There she lay, lost in the darkness, buried, entombed, immured. Whoever had seen her in that state, after having seen her laugh and dance in the sunshine, must have shivered. Cold as night, cold as death, not a breath of air to flutter her hair, not a human sound in her ear, not a ray of daylight in her eyes, bent double, crushed beneath her chains, crouching beside a jug and a loaf of bread, upon a little straw, in the pool of water formed beneath her by the damp oozing of her cell, motionless, nearly breathless, she was almost beyond all sense of suffering. Phoebus, the sun, high noon, the fresh air, the streets of Paris, her dancing always hailed with applause, the sweet prattle of love with the officer; then the priest, the old hag, the dagger, the blood, the torture, and the gallows,—all these things had hovered before her, now like a gay and golden vision, now like a monstrous nightmare; but they were now naught but a vague and horrible struggle lost in the darkness, or like distant music played above, on the earth, and no longer heard in the depths to which the wretched girl had fallen.
Since she had been there she had neither waked nor slept.
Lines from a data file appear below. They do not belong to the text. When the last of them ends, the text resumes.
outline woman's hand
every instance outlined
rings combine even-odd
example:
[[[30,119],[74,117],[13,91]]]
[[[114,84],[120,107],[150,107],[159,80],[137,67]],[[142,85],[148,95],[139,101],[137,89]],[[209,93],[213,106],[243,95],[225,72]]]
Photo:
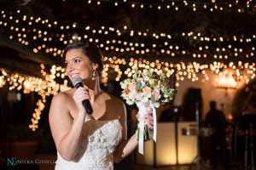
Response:
[[[137,114],[136,117],[139,121],[139,113]],[[148,128],[150,129],[154,128],[154,117],[153,117],[152,109],[150,109],[150,110],[147,111],[144,114],[144,122],[145,122],[145,125],[147,125]]]
[[[83,101],[84,99],[90,99],[90,94],[88,88],[86,87],[79,87],[73,95],[78,108],[79,110],[83,110],[85,113],[85,109],[83,105]]]

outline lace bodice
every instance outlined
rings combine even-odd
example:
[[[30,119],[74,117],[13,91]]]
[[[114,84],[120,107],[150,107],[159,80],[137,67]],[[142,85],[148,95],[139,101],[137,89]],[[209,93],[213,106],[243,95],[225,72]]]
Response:
[[[84,123],[75,161],[67,162],[57,152],[55,170],[113,169],[113,152],[122,135],[119,120],[87,120]]]

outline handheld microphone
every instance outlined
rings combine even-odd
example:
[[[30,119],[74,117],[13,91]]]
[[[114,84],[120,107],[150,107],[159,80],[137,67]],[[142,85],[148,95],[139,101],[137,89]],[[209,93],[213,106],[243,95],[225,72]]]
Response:
[[[82,82],[82,78],[81,77],[75,77],[73,81],[73,85],[78,88],[79,87],[83,87],[83,82]],[[91,108],[91,105],[90,105],[90,103],[89,101],[89,99],[84,99],[82,101],[82,104],[86,110],[86,113],[88,114],[91,114],[92,113],[92,108]]]

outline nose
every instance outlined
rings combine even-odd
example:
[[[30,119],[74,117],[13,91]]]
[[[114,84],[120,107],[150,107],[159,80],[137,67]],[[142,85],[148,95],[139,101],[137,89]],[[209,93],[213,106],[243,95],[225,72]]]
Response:
[[[66,67],[66,72],[67,73],[70,73],[73,71],[74,71],[74,67],[73,66],[72,64],[69,64],[68,65],[67,65],[67,67]]]

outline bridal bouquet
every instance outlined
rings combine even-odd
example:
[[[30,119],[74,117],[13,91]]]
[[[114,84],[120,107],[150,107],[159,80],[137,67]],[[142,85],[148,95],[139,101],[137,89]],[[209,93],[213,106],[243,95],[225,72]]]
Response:
[[[138,107],[138,150],[143,154],[143,141],[150,140],[152,138],[156,141],[156,110],[161,104],[173,99],[177,92],[171,88],[170,78],[166,75],[158,75],[150,70],[142,71],[135,70],[131,78],[127,78],[120,82],[123,89],[121,97],[127,105],[134,104]],[[152,109],[154,117],[153,136],[151,130],[144,123],[144,116],[148,110]]]

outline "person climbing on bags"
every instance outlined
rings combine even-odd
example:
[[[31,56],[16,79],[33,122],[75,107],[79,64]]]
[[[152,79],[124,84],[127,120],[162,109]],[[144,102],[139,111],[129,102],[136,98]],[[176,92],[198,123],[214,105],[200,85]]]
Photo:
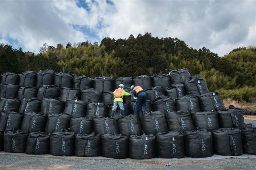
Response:
[[[140,105],[142,104],[141,111],[145,113],[146,112],[146,104],[147,103],[147,94],[143,89],[139,86],[131,86],[130,89],[132,90],[133,95],[137,98],[134,104],[134,115],[137,115]]]
[[[113,92],[114,99],[114,104],[112,108],[112,112],[111,112],[111,118],[113,118],[115,114],[116,110],[117,108],[117,106],[119,106],[120,109],[122,111],[123,115],[125,115],[124,108],[124,104],[123,102],[123,98],[124,96],[132,96],[132,94],[127,93],[124,90],[124,86],[123,84],[120,84],[118,86],[119,88],[116,89]]]

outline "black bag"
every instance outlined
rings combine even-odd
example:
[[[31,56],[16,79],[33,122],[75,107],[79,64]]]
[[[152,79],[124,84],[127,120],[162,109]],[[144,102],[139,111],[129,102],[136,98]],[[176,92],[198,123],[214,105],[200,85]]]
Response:
[[[25,152],[27,154],[43,154],[50,153],[50,133],[31,132],[27,140]]]
[[[218,113],[216,111],[196,112],[192,114],[192,119],[196,128],[206,129],[212,131],[220,128]]]
[[[156,134],[156,157],[182,158],[185,156],[183,134],[168,132]]]
[[[67,131],[52,133],[50,154],[55,156],[73,156],[75,154],[75,133]]]
[[[50,113],[63,113],[65,102],[59,99],[44,98],[41,104],[41,112],[45,115]]]
[[[36,86],[54,84],[55,73],[52,70],[40,70],[37,72]]]
[[[220,129],[212,131],[212,133],[215,154],[234,156],[243,154],[242,136],[239,129]]]
[[[41,113],[26,113],[20,129],[26,132],[44,132],[47,116]]]
[[[101,137],[102,156],[115,159],[128,158],[128,137],[122,134],[107,133]]]
[[[87,105],[77,99],[70,99],[66,102],[64,113],[73,117],[85,117]]]
[[[101,136],[92,133],[76,134],[75,145],[76,156],[98,156],[101,152]]]
[[[89,134],[93,132],[93,121],[90,117],[73,117],[69,125],[70,132]]]
[[[72,88],[73,88],[73,78],[74,74],[71,72],[55,73],[54,84],[60,88],[67,87]]]
[[[143,159],[155,158],[156,137],[153,135],[130,135],[129,137],[129,157]]]
[[[37,73],[34,71],[27,71],[19,74],[20,82],[19,85],[20,87],[27,86],[35,86],[36,85],[36,76]]]
[[[93,131],[102,135],[107,133],[118,133],[118,126],[116,120],[108,117],[93,119]]]
[[[146,135],[168,131],[164,115],[159,111],[150,111],[144,114],[141,122],[143,131]]]
[[[36,98],[38,88],[32,86],[22,87],[18,91],[18,99],[22,101],[23,99]]]
[[[220,95],[216,92],[210,92],[198,97],[202,111],[226,109]]]
[[[27,138],[29,133],[20,130],[5,132],[4,134],[4,151],[8,152],[25,152]]]
[[[213,155],[212,136],[206,129],[187,131],[185,137],[186,156],[205,158]]]
[[[168,112],[165,117],[170,131],[184,132],[194,130],[190,113],[188,111]]]
[[[123,116],[118,120],[118,123],[119,133],[124,135],[136,135],[143,133],[141,123],[137,115]]]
In her misery, in her dungeon, she could no more distinguish waking from sleeping, a dream from reality, than she could day from night. All was mingled, broken, vague, floating confusedly before her mind. She felt nothing, knew nothing, thought nothing; at best, she only dreamed. Never did living creature pierce so far into the realm of nothingness.
Thus benumbed, frozen, petrified, she had scarcely noted the sound of a trap-door which was twice or thrice opened somewhere above her without even admitting a ray of light, and through which a hand had thrown a crust of black bread. And yet this was her only remaining means of communication with men,—the periodical visit of the jailer.
One thing only still mechanically caught her ear: over her head the dampness filtered through the moldy stones of the roof, and at regular intervals a drop of water fell. She listened stupidly to the noise made by this drop of water as it dripped into the pool beside her.
This drop of water falling into the pool was the only movement still stirring around her, the only clock which marked the time, the only sound of all the noises made upon the surface of the earth which reached her.
To be exact, she did also feel from time to time, in this sink of mire and gloom, something cold crawling hither and thither over her foot or her arm, and she shuddered.
How long had she been there? She did not know. She remembered a death sentence pronounced somewhere, against some one; then she was borne away, and she waked icy cold, in the midst of night and silence. She had dragged herself about on her hands and knees; then iron rings had cut her ankle, and chains had clanked. She discovered that there was a wall all about her, that there was a tiled floor under her, covered with water, and a bundle of straw; but neither lamp nor ventilator. Then she seated herself upon the straw, and occasionally, for a change of position, on the last step of some stone stairs in her cell.
At one time she tried to count the dark moments measured for her by the drop of water; but soon this sad task of a diseased brain ceased of its own accord, and left her in a stupor.
At last, one day, or one night,—for midnight and noon wore the same hue in this tomb,—she heard above her a noise louder than that usually made by the turnkey when he brought her bread and water. She raised her head, and saw a reddish ray coming through the cracks in the sort of trap-door made in the room of the “in pace.”
At the same time the heavy iron creaked, the trap-door grated on its rusty hinges, turned, and she saw a lantern, a hand, and the lower part of the bodies of two men, the door being too low for her to see their heads. The light hurt her so cruelly that she shut her eyes.
When she reopened them, the door was again closed, the lantern was placed on a step of the staircase, a man alone stood before her. A black gown fell to his feet; a cowl of the same color hid his face. Nothing of his person was visible, neither his face nor his hands. He looked like a long black winding-sheet standing bolt upright, under which something seemed to move. She gazed fixedly for some moments at this spectre. Still, neither she nor he spoke. They seemed two statues confronting each other. Two things only seemed to live in the cave,—the wick of the lantern, which crackled from the dampness of the atmosphere, and the drop of water from the ceiling, which interrupted this irregular crackle with its monotonous plash, and made the light of the lantern quiver in concentric rings upon the oily water of the pool.
At last the prisoner broke the silence,— “Who are you?”
“A priest.”
The word, the accent, the sound of his voice, made her tremble.